Chinese New Year traditions

Happy Year of the Ram!  This year, Chuyi, or Chinese New Year’s Day falls on Thursday, February 19th, and if you’re curious about how the Chinese New Year is celebrated across China, your Phoenix area dentist can tell you.  Often, celebrations in China often start much earlier, even up to three weeks before the date.  In general, people start celebrating one week before, on the 23rd of the twelfth month of the Chinese calendar, and the end is on the fifteenth day of the first month, which is commemorated with the Lantern Festival.  Chinese New Year in Phoenix

There are several different traditions in the different parts of China, but there are some very common ones, such as:

Decoration

After giving their home a deep cleaning, celebrators will decorate them to welcome the New Year.

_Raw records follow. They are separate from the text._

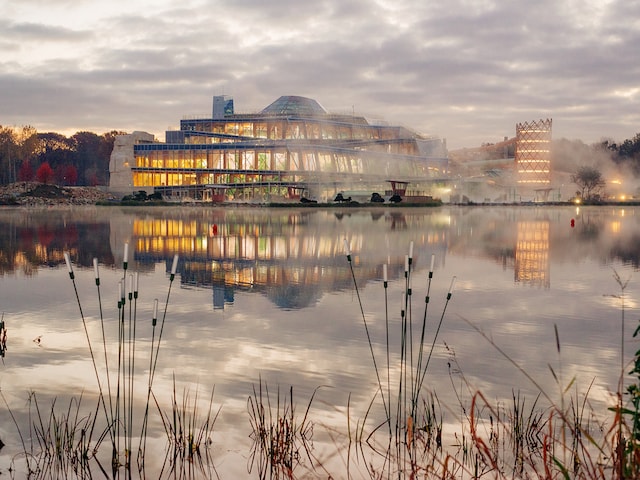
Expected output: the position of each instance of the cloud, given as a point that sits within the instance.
(466, 71)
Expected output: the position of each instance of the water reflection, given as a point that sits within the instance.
(294, 256)
(268, 294)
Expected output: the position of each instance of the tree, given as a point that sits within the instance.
(25, 174)
(590, 182)
(66, 174)
(45, 173)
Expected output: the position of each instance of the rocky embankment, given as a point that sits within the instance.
(39, 194)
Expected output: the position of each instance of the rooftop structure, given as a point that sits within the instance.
(291, 148)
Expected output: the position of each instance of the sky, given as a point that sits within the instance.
(464, 70)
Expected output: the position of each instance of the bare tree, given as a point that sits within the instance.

Most of the decorations are red in color, and the most popular New Year decorations are upside down fu, dui lian, lanterns, year paint, papercutting, door gods, etc.

New Year’s Eve Dinner

Also called Reunion Dinner, this is the most important meal of the year for the Chinese.  Like Christmas here in the United States, this is when family members come home from far away to take part in family traditions, and most families prepare the meals at home instead of going to a restaurant.  The main course is typically fish and in Northern China, dumplings are an important dish.  Both of these dishes signify prosperity.

Shou Sui

According to legend, there’s a mythical beast named “Year” who comes out on the night of New Year’s Eve and causes harm and damage to people, animals and properties.  In the legend, it was discovered that “Year” is afraid of the color red, fire and loud sounds.  Therefore, on New Year’s Eve, people will stay awake, launch fireworks and light fires to fend off “Year.”  It is also believed that the person who launches the first firework of the new year will have good luck.

Red Packets

In China, the red packet is called yasui qia, which means “suppressing ghosts money.”  It’s a red envelope with money inside, usually given to children from parents or grandparents, and the Chinese regard red as the symbol of energy, happiness and good luck.  It was also believed that the money in the red packet will suppress the evil from the children, keep them healthy, and give them a long life.